Hoping to get or stay in Alex’s good graces is Jonah (Brandon Flynn, puppyish and calculating), the self-aware tech bro who knows he’s the least brilliant person in the room and is quietly terrified of being asked to leave it. Jonah flirts but gets nowhere with Riley (Sophia Lillis, intelligent and restless), the lone woman in this bro world. She’s a former classmate of Maneesh’s who has drifted into a field she doesn’t love but doesn’t quite know how to leave.
Adult life, I guess. All this. I thought it’d be —
I thought if — I just did what I was supposed to do.
Got an education, got a job, worked hard, became secure…
I thought people did that because — it gives your life meaning.
I thought I was lucky. To be employed. And have meaning.
But instead, I’m here, and I’m just… being torn apart. You know?
As the stakes are raised for the quartet over the course of this intermission-less 100-minute play, Libby asks deceptively simple questions that have real-world urgency: How much of a person can technology measure? Can everything be quantified? And perhaps most unsettlingly—should it be?
The entire cast is crackerjack, and under Tyne Rafaeli’s strong, controlled direction, the tension never feels manufactured.

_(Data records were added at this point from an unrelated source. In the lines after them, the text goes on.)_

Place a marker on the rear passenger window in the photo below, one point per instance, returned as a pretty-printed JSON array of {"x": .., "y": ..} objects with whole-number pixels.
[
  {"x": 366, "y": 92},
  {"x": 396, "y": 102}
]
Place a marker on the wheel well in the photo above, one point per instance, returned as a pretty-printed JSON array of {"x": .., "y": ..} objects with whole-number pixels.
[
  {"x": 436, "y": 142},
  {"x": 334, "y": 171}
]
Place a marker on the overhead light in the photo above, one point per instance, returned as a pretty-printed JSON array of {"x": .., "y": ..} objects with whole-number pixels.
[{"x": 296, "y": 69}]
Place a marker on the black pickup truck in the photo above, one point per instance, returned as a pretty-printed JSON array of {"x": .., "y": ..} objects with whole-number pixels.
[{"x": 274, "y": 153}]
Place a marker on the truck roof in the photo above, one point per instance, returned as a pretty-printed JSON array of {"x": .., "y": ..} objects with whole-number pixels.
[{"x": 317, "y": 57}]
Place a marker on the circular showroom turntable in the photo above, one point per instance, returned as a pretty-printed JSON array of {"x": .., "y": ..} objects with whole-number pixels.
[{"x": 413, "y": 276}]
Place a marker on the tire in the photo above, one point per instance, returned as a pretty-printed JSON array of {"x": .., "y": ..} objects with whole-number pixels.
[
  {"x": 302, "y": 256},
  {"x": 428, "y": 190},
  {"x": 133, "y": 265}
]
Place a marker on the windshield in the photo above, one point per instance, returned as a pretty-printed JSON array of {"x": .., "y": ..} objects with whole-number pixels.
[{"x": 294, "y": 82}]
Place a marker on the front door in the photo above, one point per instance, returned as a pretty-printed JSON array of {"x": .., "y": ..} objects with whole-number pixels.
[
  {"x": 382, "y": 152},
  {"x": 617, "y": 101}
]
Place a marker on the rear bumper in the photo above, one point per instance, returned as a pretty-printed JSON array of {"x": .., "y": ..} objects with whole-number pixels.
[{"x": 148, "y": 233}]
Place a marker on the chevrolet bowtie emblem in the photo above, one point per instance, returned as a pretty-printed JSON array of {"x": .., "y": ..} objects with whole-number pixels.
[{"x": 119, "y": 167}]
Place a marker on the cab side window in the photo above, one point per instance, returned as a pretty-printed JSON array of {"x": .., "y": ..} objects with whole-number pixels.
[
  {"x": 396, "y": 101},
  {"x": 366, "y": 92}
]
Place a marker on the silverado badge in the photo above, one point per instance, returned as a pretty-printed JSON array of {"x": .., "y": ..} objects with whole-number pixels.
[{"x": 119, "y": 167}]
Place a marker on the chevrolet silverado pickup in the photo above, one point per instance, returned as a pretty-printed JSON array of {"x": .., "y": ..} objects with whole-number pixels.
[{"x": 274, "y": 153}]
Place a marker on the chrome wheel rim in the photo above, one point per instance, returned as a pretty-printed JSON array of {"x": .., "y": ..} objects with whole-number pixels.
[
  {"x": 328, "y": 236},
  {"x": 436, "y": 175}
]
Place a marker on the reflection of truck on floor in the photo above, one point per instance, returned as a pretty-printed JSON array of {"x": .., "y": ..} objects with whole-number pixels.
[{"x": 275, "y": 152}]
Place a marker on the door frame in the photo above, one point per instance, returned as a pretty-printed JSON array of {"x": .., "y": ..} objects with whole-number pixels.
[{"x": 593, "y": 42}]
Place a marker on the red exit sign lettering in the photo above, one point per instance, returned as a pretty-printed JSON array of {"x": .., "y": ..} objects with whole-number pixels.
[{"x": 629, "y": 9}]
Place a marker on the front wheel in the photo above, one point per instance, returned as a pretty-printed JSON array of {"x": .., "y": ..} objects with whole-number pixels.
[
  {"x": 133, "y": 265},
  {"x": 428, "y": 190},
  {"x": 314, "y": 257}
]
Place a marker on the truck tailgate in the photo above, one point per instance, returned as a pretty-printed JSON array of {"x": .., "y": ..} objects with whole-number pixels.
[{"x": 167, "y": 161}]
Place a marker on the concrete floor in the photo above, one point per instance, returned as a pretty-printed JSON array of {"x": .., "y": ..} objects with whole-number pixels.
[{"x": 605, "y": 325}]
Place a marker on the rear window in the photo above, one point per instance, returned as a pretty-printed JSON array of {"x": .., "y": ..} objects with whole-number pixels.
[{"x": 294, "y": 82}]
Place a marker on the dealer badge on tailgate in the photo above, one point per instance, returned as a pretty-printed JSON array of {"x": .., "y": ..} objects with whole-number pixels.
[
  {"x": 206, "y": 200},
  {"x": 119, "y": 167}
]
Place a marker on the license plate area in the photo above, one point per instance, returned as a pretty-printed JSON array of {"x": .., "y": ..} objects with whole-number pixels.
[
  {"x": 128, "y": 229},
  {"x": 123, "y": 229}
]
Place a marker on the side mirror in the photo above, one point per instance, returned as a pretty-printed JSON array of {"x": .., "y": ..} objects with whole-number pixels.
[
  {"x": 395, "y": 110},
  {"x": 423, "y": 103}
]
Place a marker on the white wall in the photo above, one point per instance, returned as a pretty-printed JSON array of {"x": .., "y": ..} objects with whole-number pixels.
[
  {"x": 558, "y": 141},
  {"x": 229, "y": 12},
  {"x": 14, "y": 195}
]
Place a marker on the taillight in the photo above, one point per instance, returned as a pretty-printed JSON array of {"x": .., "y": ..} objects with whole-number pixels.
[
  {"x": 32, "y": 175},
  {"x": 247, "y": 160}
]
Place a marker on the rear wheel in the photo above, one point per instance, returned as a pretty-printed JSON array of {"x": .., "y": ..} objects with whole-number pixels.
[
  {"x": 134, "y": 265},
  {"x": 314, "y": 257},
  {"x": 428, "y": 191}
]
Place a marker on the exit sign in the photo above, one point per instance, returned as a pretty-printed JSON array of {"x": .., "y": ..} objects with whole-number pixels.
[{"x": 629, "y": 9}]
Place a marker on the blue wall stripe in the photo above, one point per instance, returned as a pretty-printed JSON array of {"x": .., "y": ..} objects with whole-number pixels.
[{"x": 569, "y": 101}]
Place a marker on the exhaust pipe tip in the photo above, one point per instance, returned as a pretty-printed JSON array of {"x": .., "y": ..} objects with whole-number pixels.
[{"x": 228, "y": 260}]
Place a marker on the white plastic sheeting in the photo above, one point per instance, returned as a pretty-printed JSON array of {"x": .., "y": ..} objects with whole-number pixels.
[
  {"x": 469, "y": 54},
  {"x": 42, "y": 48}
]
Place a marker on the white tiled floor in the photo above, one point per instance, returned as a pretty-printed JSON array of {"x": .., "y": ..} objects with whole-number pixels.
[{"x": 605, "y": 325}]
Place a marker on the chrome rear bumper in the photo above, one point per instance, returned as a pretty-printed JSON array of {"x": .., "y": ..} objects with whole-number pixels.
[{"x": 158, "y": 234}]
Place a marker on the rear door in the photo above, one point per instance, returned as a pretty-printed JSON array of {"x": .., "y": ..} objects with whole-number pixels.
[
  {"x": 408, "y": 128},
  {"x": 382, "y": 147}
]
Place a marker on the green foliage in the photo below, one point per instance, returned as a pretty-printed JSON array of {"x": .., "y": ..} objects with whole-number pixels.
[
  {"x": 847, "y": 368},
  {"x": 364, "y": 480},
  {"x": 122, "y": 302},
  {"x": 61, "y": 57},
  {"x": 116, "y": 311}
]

Though the play’s second half grows slower and occasionally over-explanatory, and the characters could be drawn with greater specificity, it’s clear that Libby is a playwright to watch. If HBO’s Silicon Valley mined tech culture for absurdity, Data arrives in a moment when the consequences feel less comic and more existential. “We are our data,” the play suggests—a premise that is chilling onstage and even more so off.